此人现在看似恭顺,实则恐怕早知道自己的结局不妙。他现在没有直接跟咱们翻脸,是还没有完全准备好,也是在观望。
可等到我们顺利拿下了婺州、处州等地,平定浙中,届时对他形成三面包围之势,方国珍再想无反抗,便真没机会和回旋余地了!以此人枭雄本性,他会坐等那一天到来吗?”
李喜喜本就不是笨人,被徐达点醒,瞬间明了:
“所以,此獠定是感觉到了危机,趁咱们主力被元军牵制,暗中捣乱,打乱我军部署?”
“正是此理。”
徐达点头,声音平静了不少。
“王上召我回师,以休整为名,集结兵力于杭、绍,便是要震慑方国珍,必要时给他点颜色看看。”
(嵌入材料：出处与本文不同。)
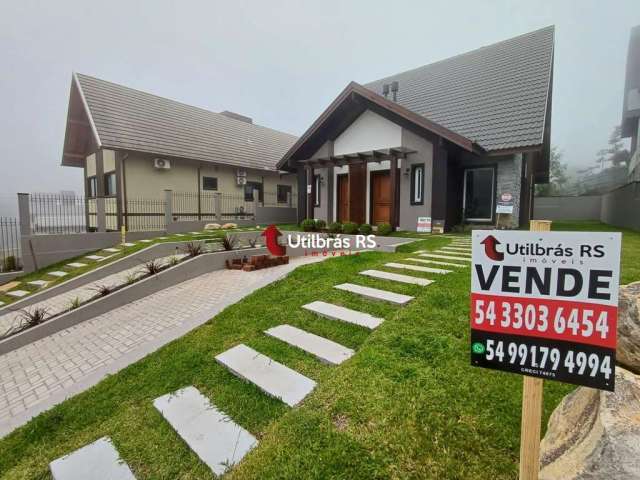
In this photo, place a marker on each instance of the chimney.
(394, 90)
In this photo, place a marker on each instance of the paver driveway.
(40, 375)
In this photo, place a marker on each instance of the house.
(630, 126)
(447, 141)
(134, 145)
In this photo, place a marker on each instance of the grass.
(408, 405)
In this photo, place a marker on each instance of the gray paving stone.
(375, 293)
(217, 440)
(444, 257)
(435, 262)
(417, 268)
(271, 377)
(396, 277)
(320, 347)
(58, 274)
(336, 312)
(97, 461)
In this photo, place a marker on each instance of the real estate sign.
(545, 304)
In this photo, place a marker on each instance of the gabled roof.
(122, 118)
(495, 95)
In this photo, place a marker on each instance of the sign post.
(545, 305)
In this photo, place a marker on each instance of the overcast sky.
(281, 63)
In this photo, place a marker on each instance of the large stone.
(628, 350)
(594, 434)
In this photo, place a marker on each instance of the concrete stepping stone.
(375, 294)
(76, 265)
(336, 312)
(18, 293)
(58, 274)
(271, 377)
(98, 461)
(417, 268)
(396, 277)
(444, 257)
(217, 440)
(323, 349)
(435, 262)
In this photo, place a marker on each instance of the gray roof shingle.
(129, 119)
(495, 95)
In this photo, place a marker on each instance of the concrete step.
(336, 312)
(98, 461)
(444, 257)
(375, 294)
(417, 268)
(271, 377)
(320, 347)
(435, 262)
(396, 277)
(217, 440)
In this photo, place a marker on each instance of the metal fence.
(10, 255)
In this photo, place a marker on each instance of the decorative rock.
(98, 461)
(271, 377)
(214, 437)
(628, 350)
(320, 347)
(595, 434)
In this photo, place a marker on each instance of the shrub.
(365, 229)
(308, 225)
(350, 228)
(335, 227)
(384, 229)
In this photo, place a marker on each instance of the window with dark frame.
(283, 192)
(209, 183)
(316, 189)
(417, 184)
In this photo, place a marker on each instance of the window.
(209, 183)
(110, 184)
(283, 193)
(316, 190)
(479, 188)
(417, 184)
(92, 186)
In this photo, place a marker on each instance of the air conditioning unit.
(161, 163)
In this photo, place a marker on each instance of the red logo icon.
(490, 248)
(271, 234)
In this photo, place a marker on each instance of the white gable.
(369, 131)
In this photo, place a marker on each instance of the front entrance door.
(343, 198)
(380, 197)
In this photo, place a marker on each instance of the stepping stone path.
(417, 268)
(444, 257)
(58, 274)
(215, 438)
(375, 294)
(435, 262)
(320, 347)
(271, 377)
(396, 277)
(336, 312)
(98, 461)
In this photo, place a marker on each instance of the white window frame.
(493, 194)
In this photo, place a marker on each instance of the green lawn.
(408, 405)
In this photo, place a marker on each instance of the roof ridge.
(217, 114)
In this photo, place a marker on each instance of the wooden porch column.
(393, 180)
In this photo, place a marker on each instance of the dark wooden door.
(343, 198)
(380, 197)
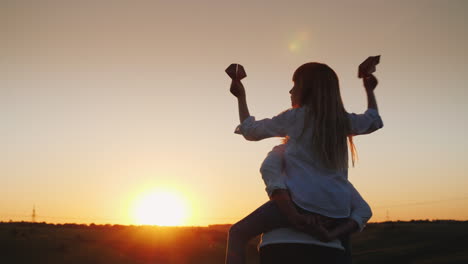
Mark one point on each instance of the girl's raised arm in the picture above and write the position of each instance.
(238, 90)
(370, 82)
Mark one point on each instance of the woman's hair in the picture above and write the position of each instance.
(320, 91)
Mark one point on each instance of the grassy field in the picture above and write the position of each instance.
(391, 242)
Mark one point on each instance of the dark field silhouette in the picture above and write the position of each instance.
(389, 242)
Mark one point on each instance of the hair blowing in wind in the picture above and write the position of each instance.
(321, 92)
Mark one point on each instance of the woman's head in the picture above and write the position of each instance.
(316, 86)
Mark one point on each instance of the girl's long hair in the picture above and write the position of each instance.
(321, 93)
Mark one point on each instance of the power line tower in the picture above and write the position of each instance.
(34, 214)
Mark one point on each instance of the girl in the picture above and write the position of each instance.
(313, 194)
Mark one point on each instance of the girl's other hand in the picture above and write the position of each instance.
(237, 88)
(370, 82)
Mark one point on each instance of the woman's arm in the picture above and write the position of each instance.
(370, 82)
(238, 90)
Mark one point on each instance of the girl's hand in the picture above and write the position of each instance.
(237, 88)
(370, 82)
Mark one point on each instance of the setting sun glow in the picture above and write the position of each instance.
(162, 208)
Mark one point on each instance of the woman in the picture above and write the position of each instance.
(316, 196)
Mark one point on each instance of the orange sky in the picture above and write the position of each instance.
(101, 101)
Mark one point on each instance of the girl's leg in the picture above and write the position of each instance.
(267, 217)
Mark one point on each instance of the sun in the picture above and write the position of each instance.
(162, 208)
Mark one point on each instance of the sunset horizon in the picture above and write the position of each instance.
(115, 113)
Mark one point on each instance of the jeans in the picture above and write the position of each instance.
(265, 218)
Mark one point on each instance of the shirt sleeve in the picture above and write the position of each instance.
(365, 123)
(269, 127)
(360, 209)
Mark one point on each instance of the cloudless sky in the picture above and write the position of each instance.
(101, 101)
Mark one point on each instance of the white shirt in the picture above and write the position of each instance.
(315, 189)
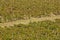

李喜喜明白了战略态势,但对具体部署仍有疑虑。他犹豫了片刻,道:
“左丞,若真要与方国珍开战,其陆师孱弱,我军不惧,但少不了水师配合,又以赵胜(赵普胜)为先锋?他能否担当此重任?”
目前东线汉军机动主力,计有王弼所部威武卫一万二千人、李喜喜所部擎日右卫一万人、赵胜所部抚军右卫七千人、康茂才所部两千人。
另加驻守松江府的韩成部四千、驻昆山州的卞元亨东海水师三千六百人,及长江水师一个营。